1) avoiding undue fear-mongering in the public until greater clarity of risks is achieved;
2) instituting robust rules and policy that mitigate harm based on existing knowledge (e.g. reducing head impacts via contact practice rules and mandatory management protocols); and
3) consolidating research efforts to determine the true risks of head-impact related trauma in sports for various sub-populations. This requires consistency as it relates to terminology, process, goals and aims – before we get into replicable multicenter, longitudinal studies.

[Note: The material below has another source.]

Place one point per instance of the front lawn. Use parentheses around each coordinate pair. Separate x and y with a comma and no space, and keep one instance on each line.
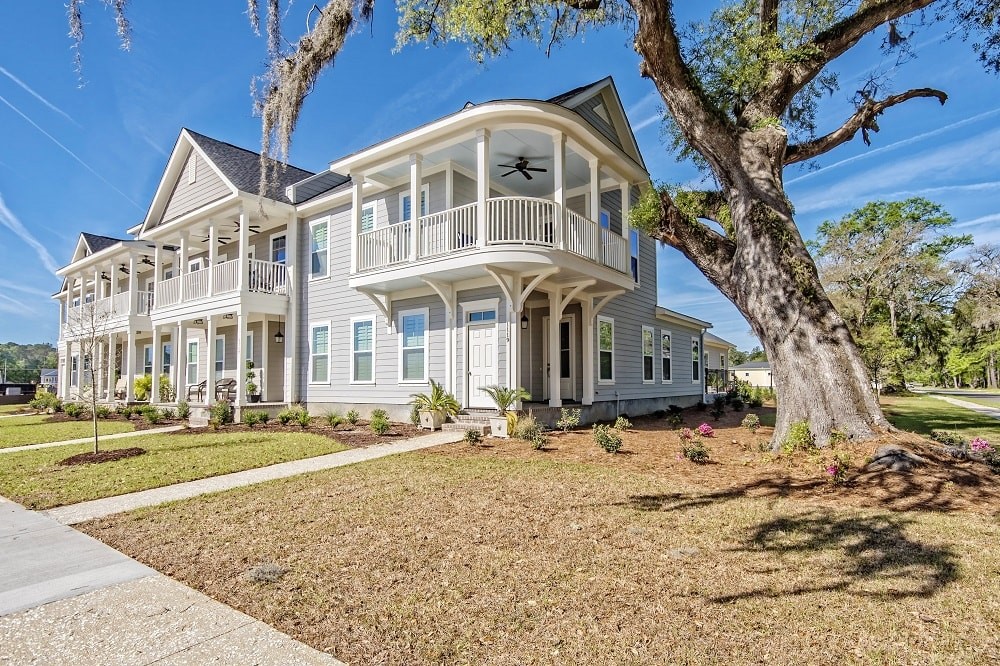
(924,414)
(504,555)
(36,480)
(40,429)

Football and other contact sports are ingrained in the social fabric of America, and their physical risks were overlooked for generations in favor of social cohesion. Overcoming this attitude, if warranted, requires solid science and firm facts. Until such science exists, we must properly educate the public without alarm but take firm preventive action through rules and policy until we know more. To echo Lindros, to protect against concussions responsibly, we must get people working together.

Categories: Uncategorized

4 replies »

  1. I’m curious where the physical inactivity statistics came from. That seems like an disproportionate increase from 2014 to 2015 as it seems like there has been a gradual increase over time as opposed to nearly doubling in one year.

    Related to the concussion definition, Google is simply wrong as almost all scientific literature acknowledges that LOC is not required for a concussion and only a small percentage (5-10% in most studies) of concussions include LOC. I’m not familiar with any scientific sources that require LOC for the diagnosis of a concussion.

  2. Agreed that they are taking it seriously now but our point is that that there is a lack of consistent approach and action among American policymakers at various levels.

    Ideally, the fed/states/municipalities/sport organizing bodies would work more closely together in harmonizing rules and standards to mitigate against head impacts as much as possible for now, discuss and adopt a common public education approach to inform athletes/families on what we know vs known unknowns to relieve public concern/confusion and further help researchers by facilitating and properly funding what’s really necessary – more widespread data and tracking.

    At various concussion events that we’ve attended, the public’s fear has been palpable due to media reports. Policymakers need to work together to address this fear and demonstrate reasoned, concerted action on these fronts.

  3. Where there are high numbers of cells, eg in cortical or cerebellar layers, the density of the tissue must be slightly greater, ie, more mass per cubic volume, compared to the surrounding more-lipid, less weighty matrix. Afterall, lipids float on hydrophilic fluids. Oil is lighter than water. This would cause slightly different accelerations in different parts of the brain when subject to force. F= mass x acceleration. This would thus cause shear stress after acceleration wherever connections occur: axons-dendrites, astrocyte-ganglion cell connections, Schwannian-plasma membrane connections, whatever. This has got to lead to micro-trauma and widespread injury to large numbers of support elements in the brain and probably separation of the computing elements too–axons pulling slightly away from dendrites.

    Thus, a concussion must be like a million tiny sprains and rips in the fabric of the brain….a diffuse microscopic injury with the need for repair and associated with the inflammatory response.

  4. Seems as if they are taking it pretty seriously now. What are they not doing that you would like to be done?